Mental health literacy

Those behind the Mental Health Literacy Project are striving to break conventional mindsets and spread awareness through plays, reports Anuja Susan Varghese.
Mental health literacy

ERNAKULAM:  Stigma, blind traditional beliefs, discrimination and a lack of general awareness. These are some of the factors due to which mental health and its various aspects continue to remain a huge concern in Kerala, especially with the state reporting one of the highest suicide rates in the country. In an effort to break the shackles of conventional mindsets, the Mental Health Literacy Project (MeHeLP) has been coordinating with various NGOs, and spreading awareness on the issue through art.

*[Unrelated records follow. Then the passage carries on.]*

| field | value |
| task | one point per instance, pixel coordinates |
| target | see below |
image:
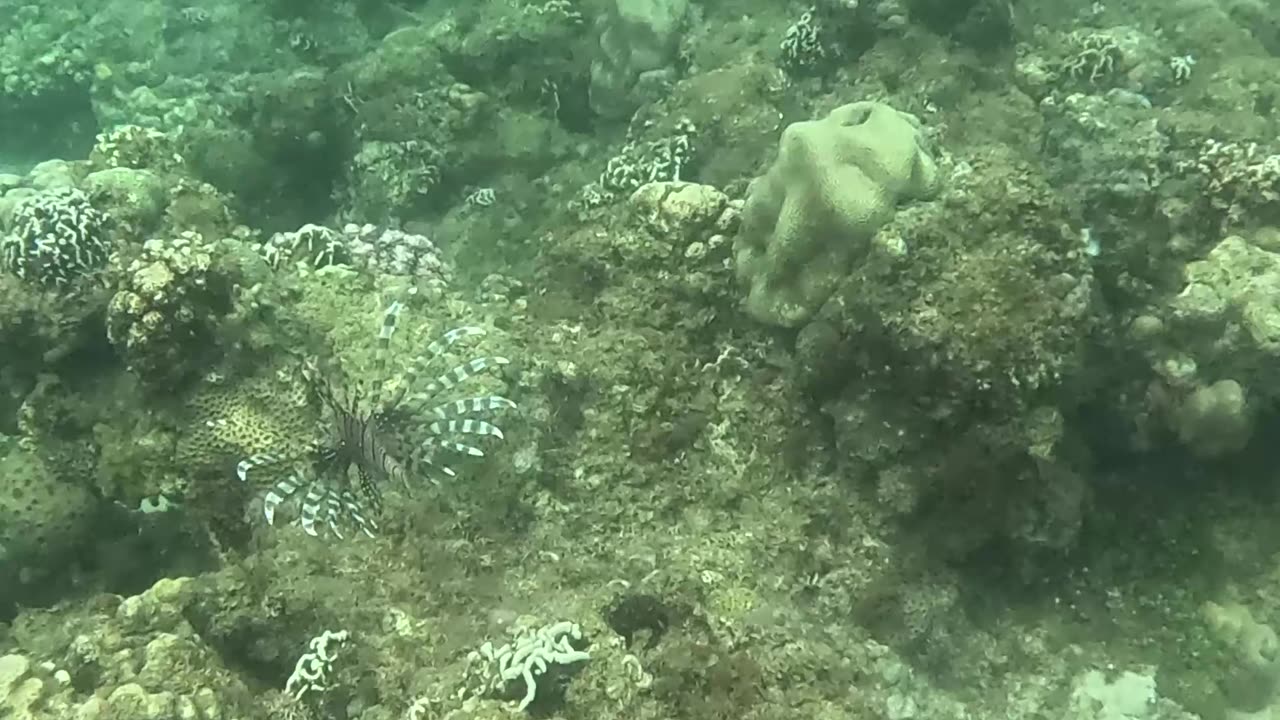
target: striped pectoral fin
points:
(369, 486)
(471, 406)
(464, 427)
(318, 505)
(420, 364)
(456, 376)
(455, 446)
(280, 492)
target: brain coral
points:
(41, 516)
(813, 214)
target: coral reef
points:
(950, 402)
(812, 217)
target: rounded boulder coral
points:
(813, 214)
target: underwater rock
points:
(807, 220)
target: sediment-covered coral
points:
(807, 220)
(167, 306)
(383, 251)
(41, 514)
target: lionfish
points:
(360, 434)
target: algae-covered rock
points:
(1215, 419)
(813, 214)
(41, 516)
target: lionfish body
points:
(360, 438)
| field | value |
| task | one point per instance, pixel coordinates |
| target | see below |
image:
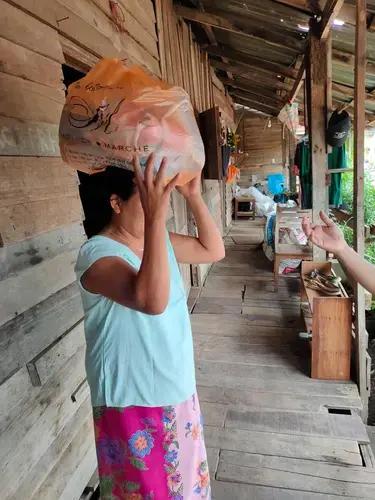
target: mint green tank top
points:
(134, 358)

“Given the high prevalence of mental ill-health in Keral, we have chosen the state to conduct a study, and to create awareness in the community, helping them learn to cope and live with it,” says MeHeLP principal investigator Raghu Raghavan, a professor with the De Montfort University in the United Kingdom.

MeHeLP India is a research project launched in 2018, aiming to spread awareness on mental health in both rural and urban communities with the help of theatre. A team of scholars and artists led by Raghu initiated the project funded by the UK Global Challenges Research Fund and the Economic and Social Research Council. Data shows that 14.4% of the state’s population aged 18 and above experience mental ill-health once in their lifetime, with 12.5% individuals developing suicidal risk.

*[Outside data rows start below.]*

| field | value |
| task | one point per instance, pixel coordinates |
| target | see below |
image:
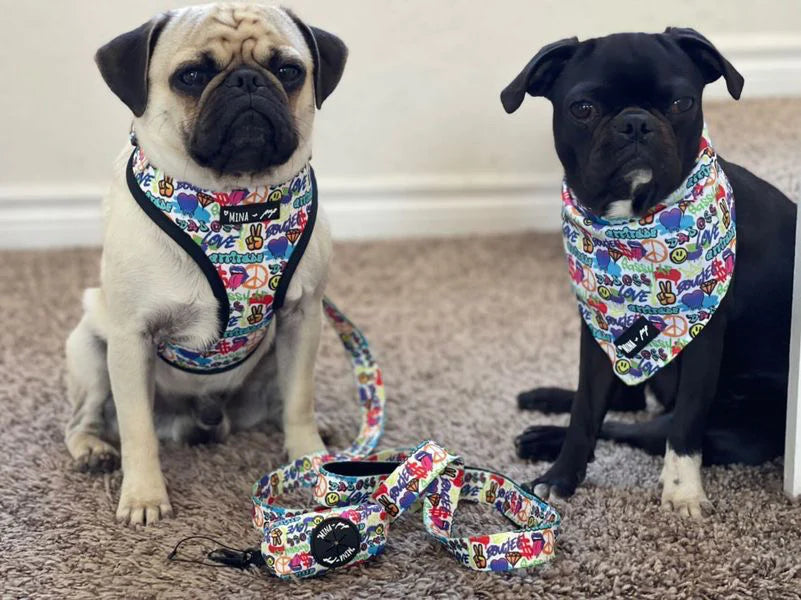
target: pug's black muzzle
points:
(245, 125)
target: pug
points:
(628, 124)
(215, 254)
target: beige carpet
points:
(460, 327)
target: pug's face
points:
(224, 94)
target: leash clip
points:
(239, 559)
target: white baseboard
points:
(439, 205)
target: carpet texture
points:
(460, 327)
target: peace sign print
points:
(257, 277)
(655, 251)
(675, 326)
(589, 282)
(610, 350)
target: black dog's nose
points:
(634, 125)
(249, 80)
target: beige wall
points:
(417, 108)
(420, 95)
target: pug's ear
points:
(329, 54)
(707, 58)
(124, 62)
(539, 74)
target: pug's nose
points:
(248, 80)
(634, 125)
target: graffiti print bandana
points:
(247, 242)
(646, 287)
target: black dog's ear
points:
(329, 54)
(707, 58)
(123, 62)
(539, 74)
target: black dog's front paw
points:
(546, 400)
(555, 484)
(540, 442)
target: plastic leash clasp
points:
(357, 509)
(361, 498)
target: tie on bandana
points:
(646, 287)
(247, 242)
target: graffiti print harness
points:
(646, 287)
(247, 242)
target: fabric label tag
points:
(636, 337)
(250, 213)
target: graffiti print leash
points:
(359, 495)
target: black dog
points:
(725, 394)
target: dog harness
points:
(646, 287)
(247, 242)
(360, 495)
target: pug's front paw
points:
(143, 500)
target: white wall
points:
(414, 140)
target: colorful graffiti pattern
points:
(372, 501)
(250, 258)
(672, 268)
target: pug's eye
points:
(289, 74)
(680, 105)
(192, 79)
(582, 110)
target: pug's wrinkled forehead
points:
(231, 35)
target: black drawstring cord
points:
(225, 556)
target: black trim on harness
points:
(207, 267)
(300, 249)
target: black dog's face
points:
(627, 120)
(627, 115)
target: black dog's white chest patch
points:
(636, 337)
(250, 213)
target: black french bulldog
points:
(627, 120)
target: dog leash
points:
(360, 494)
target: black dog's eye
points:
(192, 79)
(582, 110)
(681, 105)
(289, 74)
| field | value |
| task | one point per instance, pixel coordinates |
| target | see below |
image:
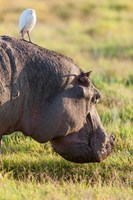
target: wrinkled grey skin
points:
(47, 97)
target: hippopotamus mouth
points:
(100, 149)
(89, 144)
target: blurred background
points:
(98, 35)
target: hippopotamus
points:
(46, 96)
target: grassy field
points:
(98, 35)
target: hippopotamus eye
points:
(96, 97)
(83, 79)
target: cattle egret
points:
(27, 21)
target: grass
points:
(98, 36)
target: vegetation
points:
(98, 36)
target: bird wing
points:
(24, 20)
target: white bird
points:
(27, 21)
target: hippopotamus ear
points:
(83, 78)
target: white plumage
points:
(27, 21)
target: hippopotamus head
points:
(86, 140)
(49, 98)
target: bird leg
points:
(0, 145)
(29, 36)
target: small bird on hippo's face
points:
(27, 21)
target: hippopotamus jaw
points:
(89, 144)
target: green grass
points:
(98, 36)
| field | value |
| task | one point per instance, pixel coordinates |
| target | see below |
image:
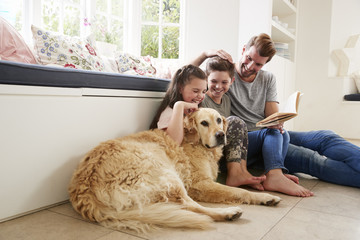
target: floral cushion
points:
(71, 52)
(356, 77)
(141, 65)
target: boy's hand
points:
(221, 53)
(189, 107)
(279, 126)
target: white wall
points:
(344, 23)
(211, 24)
(323, 25)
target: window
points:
(60, 16)
(160, 28)
(141, 27)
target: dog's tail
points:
(157, 215)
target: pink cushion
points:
(13, 46)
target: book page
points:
(291, 104)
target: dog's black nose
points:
(220, 137)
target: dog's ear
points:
(225, 124)
(191, 134)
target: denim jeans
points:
(325, 155)
(269, 146)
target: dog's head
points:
(205, 125)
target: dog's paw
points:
(233, 213)
(271, 200)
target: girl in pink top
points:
(186, 91)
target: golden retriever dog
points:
(145, 180)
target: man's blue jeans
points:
(268, 145)
(325, 155)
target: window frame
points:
(32, 14)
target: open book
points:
(288, 111)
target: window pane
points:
(171, 11)
(117, 8)
(71, 21)
(170, 43)
(117, 31)
(99, 28)
(150, 41)
(101, 5)
(50, 15)
(150, 10)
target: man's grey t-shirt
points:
(248, 99)
(223, 108)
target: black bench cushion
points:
(352, 97)
(40, 75)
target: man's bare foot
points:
(238, 175)
(293, 178)
(277, 181)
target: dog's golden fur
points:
(146, 180)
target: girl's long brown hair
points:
(182, 77)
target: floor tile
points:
(334, 199)
(305, 224)
(67, 210)
(50, 225)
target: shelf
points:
(283, 8)
(281, 34)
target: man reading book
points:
(253, 97)
(322, 154)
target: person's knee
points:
(297, 152)
(235, 122)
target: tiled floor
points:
(333, 213)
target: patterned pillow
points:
(141, 65)
(71, 52)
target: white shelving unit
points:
(284, 24)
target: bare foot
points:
(278, 182)
(238, 175)
(293, 178)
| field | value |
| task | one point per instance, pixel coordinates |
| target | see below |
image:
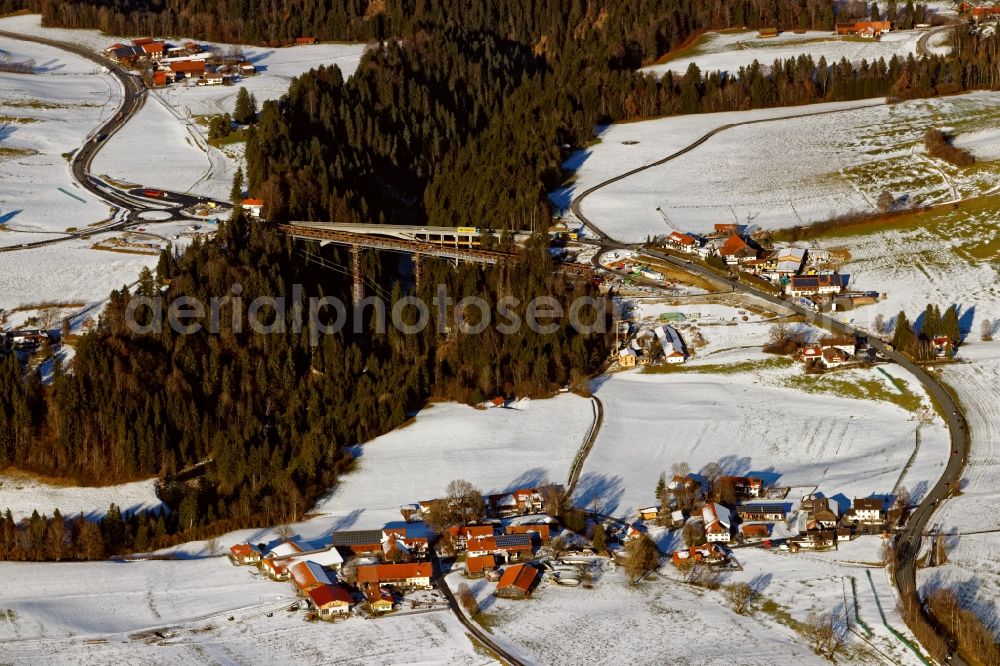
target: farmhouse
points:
(359, 542)
(154, 50)
(736, 250)
(330, 601)
(821, 515)
(869, 29)
(511, 547)
(406, 575)
(541, 531)
(671, 344)
(707, 553)
(810, 353)
(380, 600)
(810, 285)
(462, 535)
(985, 13)
(649, 513)
(476, 567)
(755, 531)
(833, 357)
(163, 77)
(187, 68)
(275, 563)
(762, 511)
(308, 575)
(867, 510)
(244, 553)
(397, 537)
(684, 490)
(211, 79)
(746, 487)
(683, 242)
(517, 581)
(717, 523)
(519, 502)
(627, 358)
(787, 260)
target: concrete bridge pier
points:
(358, 287)
(418, 269)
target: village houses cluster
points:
(164, 63)
(795, 271)
(744, 510)
(378, 567)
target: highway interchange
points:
(129, 203)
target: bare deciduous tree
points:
(885, 201)
(643, 558)
(740, 596)
(694, 533)
(703, 575)
(468, 599)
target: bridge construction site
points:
(454, 243)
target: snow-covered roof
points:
(285, 549)
(327, 558)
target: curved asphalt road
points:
(133, 201)
(908, 543)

Arts help retell stories to impart new knowledge and develop skills and practices for mental health and well-being, Raghu says. “That’s why we say culturally appropriate mental health literacy is the need of the hour.”Vaishnav (name changed), a 29-year-old from a tribal community in  Attapadi was forced to drop out of college due to incessant ragging. He resorted to drinking and eventually became aggressive towards those around him, including his wife, and was ostracised from the family.

After attempting suicide, he was admitted to a hospital. “Things improved only after taking medication for my addiction and working on behavioural changes. Now I have an aim to work and take care of my kids,” he says. Partnering NGOs Mental Health Action Trust, and Mental Health Care and Research Foundation, MeHeLP conducted a study in four districts — Palakkad, Kozhikode, Malappuram and Ernakulam. Some of the themes of the plays were lived experience of mental illness, alcoholism and drug abuse, spousal abuse, stigma, and isolation, need for mental health education in schools, focus on children and the elderly.